6. Kelly Clarkson (2013)

While Kelly Clarkson’s original Christmas number “Underneath The Tree” has all the fervent festivity of a child dosed up on a tub of Quality Street, her “White Christmas” cover is more grandad snoozing in the armchair with a belly full of potatoes and eggnog: so languid and peaceful, you have to check he’s still breathing. Sparse piano keys twinkle like Christmas lights around Clarkson’s sumptuous, silky vocals here. If Kelly Clarkson isn’t already widely recognised as one of the greatest singers of the 21st century, this is evidence that she should be.


5. The Drifters (1954)

I hate to say it, but this could be the version that most millennials and younger recognise as the “White Christmas”. It’s featured in holiday perennials including Home Alone and The Santa Clause, and somehow stamped its way into the (younger) public’s collective consciousness as the original version.
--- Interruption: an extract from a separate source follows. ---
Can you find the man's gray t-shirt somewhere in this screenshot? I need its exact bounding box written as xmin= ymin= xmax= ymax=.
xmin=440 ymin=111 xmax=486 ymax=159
It’s swaggy, funky, and a lot more fun, though it goes off the rails a little in that slightly manic second verse, which might’ve inspired Tiny Tim’s “Tiptoe Through the Tulips”.
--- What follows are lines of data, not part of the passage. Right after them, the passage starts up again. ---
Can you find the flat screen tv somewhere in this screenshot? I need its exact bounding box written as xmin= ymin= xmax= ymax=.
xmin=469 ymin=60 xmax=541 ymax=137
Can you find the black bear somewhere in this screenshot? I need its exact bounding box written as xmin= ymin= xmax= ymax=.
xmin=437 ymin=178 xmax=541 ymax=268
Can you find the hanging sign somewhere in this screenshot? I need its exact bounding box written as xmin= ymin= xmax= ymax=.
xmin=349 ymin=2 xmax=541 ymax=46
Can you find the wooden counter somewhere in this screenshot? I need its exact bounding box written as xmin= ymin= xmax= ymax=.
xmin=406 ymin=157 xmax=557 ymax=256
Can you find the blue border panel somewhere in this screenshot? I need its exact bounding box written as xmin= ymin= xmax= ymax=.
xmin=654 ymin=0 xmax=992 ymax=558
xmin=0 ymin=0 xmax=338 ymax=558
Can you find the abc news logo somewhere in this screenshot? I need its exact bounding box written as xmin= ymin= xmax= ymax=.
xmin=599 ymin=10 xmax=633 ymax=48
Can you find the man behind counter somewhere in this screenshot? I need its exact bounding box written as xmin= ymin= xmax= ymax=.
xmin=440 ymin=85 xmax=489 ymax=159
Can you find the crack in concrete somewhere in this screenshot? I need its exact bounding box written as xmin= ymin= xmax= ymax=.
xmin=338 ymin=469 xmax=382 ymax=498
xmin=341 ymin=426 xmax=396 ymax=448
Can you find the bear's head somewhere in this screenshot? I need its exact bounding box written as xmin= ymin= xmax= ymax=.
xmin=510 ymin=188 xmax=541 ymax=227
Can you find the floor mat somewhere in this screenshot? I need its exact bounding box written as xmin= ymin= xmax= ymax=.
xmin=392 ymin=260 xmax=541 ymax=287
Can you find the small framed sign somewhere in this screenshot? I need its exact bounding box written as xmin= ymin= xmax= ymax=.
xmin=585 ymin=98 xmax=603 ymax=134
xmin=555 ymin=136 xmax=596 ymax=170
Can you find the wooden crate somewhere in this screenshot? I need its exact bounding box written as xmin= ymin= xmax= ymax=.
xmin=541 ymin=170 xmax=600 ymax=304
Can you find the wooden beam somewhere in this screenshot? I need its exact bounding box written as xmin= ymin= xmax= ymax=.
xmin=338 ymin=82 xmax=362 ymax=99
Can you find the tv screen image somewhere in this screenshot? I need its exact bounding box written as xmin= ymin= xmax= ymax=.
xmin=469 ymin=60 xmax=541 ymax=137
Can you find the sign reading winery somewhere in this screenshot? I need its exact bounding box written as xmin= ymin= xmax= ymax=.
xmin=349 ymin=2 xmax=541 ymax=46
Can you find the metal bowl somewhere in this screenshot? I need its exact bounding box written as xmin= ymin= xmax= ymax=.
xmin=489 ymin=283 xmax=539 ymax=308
4. Michael Buble & Shania Twain (2011)

This is the Canadian holy trinity: Shania Twain! Michael Buble! Chilly weather! This two-hander switches out the nostalgic yearning of the original for breezy holiday chirp, with Buble and Twain adding the playful coquettishness of “Baby, It’s Cold Outside” – minus the questionable lyrics about false imprisonment.


3. Otis Redding (1968)

Released posthumously the year after his death aged 26 in a plane crash, Otis Redding’s version of “White Christmas” alone goes some way in cementing his status as the undisputed King of Soul. Redding breathes new life into Irving Berlin’s words with every gruff and raspy belt, the sax swirling around his vocals like snow on a breeze. It’s a smouldering, classic rendition. No wonder it was used in Love Actually.


2. Sabrina Carpenter (2023)

Sabrina Carpenter’s “White Christmas” is stylised in all lower case, with “Christmas” switched out for “Xmas”, in case you forgot that she is younger and cooler than Bing Crosby. It dropped months before her star exploded in 2024, but has all the hallmarks of what everyone would now recognise as a Sabrina Carpenter Christmas song: breathy, almost gasped falsetto; winking ad-libs; slinky production. Ending with a more showgirl rendition of the “Jingle Bells” chorus, it succeeds in being one of the most original versions – and not just because of the name change. 


1. Bing Crosby (1942)

The song that literally launched 1000 covers isn’t the most exciting version, but it sure is the most timeless. It doesn’t have the jolly spirit of Bublé, the soul of Redding, or the Kurt Hummel of the Glee Cast version. But when it comes down to it, this is surely the version you’re putting on in the background as everyone chows down on brussels and cranberry sauce. Merry Christmas!